The Biden administration announced Friday it would automatically forgive $39 billion in student debt for 804,000 borrowers.
The relief is a result of fixes to the student loan system’s income-driven repayment plans. Under those repayment plans, borrowers get any remaining debt canceled by the government after they have made payments for 20 years or 25 years, depending on when they borrowed, and their loan and plan type.
In the past, payments that should have moved a borrower closer to being debt-free were not accounted for, according to the Biden administration.

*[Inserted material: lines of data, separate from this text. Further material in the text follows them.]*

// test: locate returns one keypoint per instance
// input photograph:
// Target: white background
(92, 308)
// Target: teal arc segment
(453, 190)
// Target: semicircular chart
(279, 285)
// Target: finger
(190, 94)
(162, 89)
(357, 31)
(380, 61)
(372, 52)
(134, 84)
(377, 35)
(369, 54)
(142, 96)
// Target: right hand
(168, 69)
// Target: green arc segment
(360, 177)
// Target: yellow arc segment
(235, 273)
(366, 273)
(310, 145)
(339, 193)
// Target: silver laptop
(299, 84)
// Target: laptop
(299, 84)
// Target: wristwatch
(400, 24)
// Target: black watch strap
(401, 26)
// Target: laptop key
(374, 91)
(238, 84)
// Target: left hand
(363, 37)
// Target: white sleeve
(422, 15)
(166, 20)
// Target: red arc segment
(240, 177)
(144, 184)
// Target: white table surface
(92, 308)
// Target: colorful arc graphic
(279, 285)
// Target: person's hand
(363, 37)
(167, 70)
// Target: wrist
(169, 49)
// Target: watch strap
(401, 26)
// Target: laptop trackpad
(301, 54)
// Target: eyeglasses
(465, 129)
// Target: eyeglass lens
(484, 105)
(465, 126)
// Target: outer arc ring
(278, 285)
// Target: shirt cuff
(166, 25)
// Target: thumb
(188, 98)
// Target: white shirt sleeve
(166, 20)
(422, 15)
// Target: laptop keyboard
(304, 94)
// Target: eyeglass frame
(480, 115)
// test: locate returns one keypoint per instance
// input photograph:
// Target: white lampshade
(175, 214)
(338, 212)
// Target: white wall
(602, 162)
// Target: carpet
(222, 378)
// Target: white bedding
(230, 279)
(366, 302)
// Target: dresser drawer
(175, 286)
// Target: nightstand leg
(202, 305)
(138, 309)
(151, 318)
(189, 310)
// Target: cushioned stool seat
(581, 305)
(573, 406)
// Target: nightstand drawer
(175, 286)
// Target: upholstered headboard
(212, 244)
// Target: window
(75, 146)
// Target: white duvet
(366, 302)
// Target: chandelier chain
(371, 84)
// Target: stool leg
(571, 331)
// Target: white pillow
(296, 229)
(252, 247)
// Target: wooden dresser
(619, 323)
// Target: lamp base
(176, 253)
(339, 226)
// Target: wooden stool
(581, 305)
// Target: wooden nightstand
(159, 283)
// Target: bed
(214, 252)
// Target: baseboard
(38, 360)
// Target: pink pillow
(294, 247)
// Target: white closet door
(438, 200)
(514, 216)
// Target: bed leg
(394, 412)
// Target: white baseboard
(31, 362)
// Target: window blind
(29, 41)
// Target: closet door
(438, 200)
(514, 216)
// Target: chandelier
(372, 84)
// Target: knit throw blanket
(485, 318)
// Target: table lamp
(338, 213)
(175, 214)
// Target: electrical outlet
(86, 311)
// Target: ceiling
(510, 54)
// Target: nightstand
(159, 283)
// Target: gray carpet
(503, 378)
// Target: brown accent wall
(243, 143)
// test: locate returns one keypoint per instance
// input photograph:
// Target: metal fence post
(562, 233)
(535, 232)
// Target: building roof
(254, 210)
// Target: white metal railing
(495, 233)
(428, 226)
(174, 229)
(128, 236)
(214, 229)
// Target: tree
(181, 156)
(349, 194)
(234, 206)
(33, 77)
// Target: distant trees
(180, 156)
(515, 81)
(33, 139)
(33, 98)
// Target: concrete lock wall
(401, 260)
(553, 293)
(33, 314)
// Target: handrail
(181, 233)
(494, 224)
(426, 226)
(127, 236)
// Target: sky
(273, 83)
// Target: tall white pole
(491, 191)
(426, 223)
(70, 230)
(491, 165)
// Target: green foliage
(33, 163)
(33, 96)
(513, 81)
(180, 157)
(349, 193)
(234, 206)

“For far too long, borrowers fell through the cracks of a broken system that failed to keep accurate track of their progress towards forgiveness,” U.S. Secretary of Education Miguel Cardona said in a statement.
To bring people over the line for forgiveness, the Biden administration counted payments for borrowers who’d paused their payments in certain deferments and forbearances and those who’d made partial or late payments.
The announcement comes weeks after the Supreme Court struck down President Joe Biden’s sweeping student loan forgiveness plan, which would have delivered relief to about 37 million people.
The Education Department will notify eligible borrowers in the coming days.